Discussion on: The broken promise of static typing

View post

Many aspects affect the number of unfixed and solved bugs like:

the number of features of the program.
it's maturity.
It's user base.
The impact of bugs for the users. Does a bug mean billions $ losts, hundred or thousand people killed (think aircraft autopilot or you nuclear power plant software) ?
The team/developers/company behind. Are they reliable, serious, experimented ?

What I see in your graph is that the most used languagues (C++/Java) with the biggest codebases and most features under the software built with them have the most bug per repo, but it seems logical.

Seeing that, it is now quite hard to draw any conclusion from that data alone.

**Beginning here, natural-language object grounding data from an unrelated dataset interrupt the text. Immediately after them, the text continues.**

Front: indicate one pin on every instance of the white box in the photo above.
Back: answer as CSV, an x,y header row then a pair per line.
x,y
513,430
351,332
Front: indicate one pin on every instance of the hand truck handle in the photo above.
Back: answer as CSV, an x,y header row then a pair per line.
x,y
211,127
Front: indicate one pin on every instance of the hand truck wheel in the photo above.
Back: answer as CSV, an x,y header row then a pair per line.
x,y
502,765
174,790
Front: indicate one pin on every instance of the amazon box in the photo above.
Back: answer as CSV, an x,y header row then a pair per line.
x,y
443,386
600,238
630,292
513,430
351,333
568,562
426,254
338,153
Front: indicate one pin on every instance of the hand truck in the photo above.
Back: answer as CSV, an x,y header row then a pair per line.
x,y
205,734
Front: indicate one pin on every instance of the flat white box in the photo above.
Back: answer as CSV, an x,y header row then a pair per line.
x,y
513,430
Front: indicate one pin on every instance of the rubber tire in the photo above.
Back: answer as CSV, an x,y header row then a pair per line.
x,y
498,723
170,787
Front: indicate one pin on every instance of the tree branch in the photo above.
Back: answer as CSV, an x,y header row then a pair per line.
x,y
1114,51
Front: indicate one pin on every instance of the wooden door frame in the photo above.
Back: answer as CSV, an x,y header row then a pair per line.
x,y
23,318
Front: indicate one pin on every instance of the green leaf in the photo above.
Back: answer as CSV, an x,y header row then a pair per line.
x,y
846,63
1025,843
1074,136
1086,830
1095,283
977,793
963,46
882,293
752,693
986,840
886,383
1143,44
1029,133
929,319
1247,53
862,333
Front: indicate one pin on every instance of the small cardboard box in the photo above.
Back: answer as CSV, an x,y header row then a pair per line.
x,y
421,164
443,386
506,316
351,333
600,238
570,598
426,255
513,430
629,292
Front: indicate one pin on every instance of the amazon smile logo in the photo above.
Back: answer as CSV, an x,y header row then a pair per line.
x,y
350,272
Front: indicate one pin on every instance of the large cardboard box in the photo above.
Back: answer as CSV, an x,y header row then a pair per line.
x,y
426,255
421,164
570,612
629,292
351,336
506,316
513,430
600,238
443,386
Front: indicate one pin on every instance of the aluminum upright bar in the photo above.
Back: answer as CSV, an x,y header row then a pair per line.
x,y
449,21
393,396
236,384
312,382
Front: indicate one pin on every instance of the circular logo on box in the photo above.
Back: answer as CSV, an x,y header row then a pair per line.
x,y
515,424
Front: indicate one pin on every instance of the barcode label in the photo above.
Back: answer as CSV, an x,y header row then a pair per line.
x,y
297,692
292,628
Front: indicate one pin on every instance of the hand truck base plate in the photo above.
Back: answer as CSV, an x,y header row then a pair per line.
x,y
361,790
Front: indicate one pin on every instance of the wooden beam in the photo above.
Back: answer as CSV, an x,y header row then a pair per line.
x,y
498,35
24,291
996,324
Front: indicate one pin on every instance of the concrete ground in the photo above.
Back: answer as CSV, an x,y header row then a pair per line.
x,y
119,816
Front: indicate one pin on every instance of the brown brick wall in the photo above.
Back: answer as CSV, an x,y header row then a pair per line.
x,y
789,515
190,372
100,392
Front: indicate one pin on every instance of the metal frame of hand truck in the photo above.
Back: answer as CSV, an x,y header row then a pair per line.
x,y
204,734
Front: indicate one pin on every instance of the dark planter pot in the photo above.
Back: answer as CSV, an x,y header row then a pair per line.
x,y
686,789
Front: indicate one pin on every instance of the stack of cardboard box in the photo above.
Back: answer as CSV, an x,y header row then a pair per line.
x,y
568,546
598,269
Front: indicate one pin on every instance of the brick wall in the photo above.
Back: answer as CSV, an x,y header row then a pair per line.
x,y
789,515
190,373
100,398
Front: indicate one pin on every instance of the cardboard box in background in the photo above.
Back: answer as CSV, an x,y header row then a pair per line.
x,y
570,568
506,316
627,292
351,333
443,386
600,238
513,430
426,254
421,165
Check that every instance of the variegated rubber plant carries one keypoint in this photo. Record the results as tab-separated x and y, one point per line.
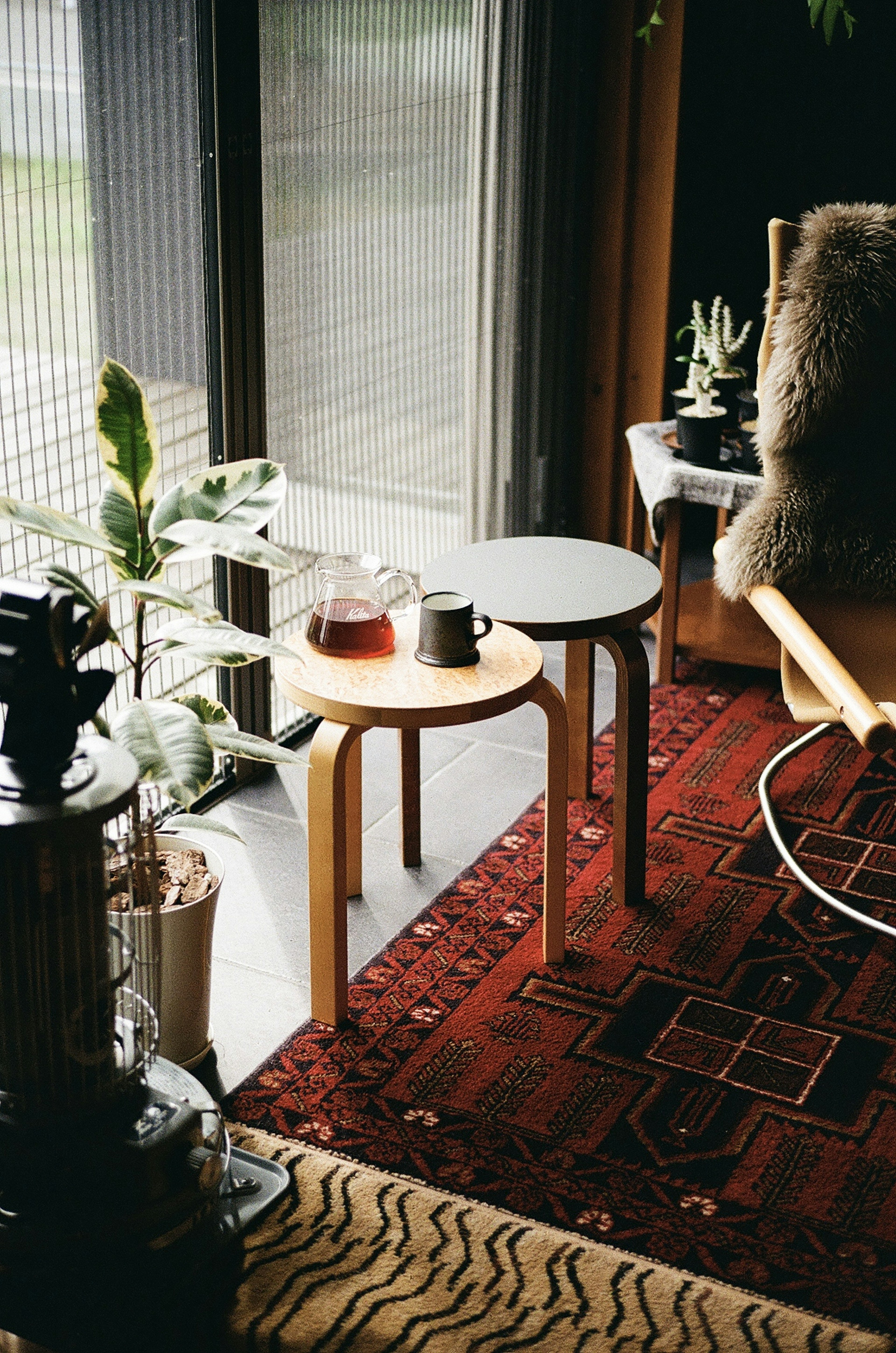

What I surely see is that static typing serve as a mandatory documentation that help both the compiler, the IDE and the developper to reason about the code. There less information available on a typical dynamic language meaning that one has to rely more on alternate solutions but in state of the art tooling, the IDE/compiler typically never catch up. More checks are done at run time and the IDE fail to provide the same quality of tooling and context (auto completion, refactoring, code navigation).

Dan Lebrero • Jun 7 '17

Hi Nicolas,

Thanks for the comments.

The data is from Github which means Open Source code and from tens of thousands of repositories.
I state that the approach is very naive but I am still surprised about the results.

I agree that not all bugs are equal and you shouldn't use the same development practices in all projects.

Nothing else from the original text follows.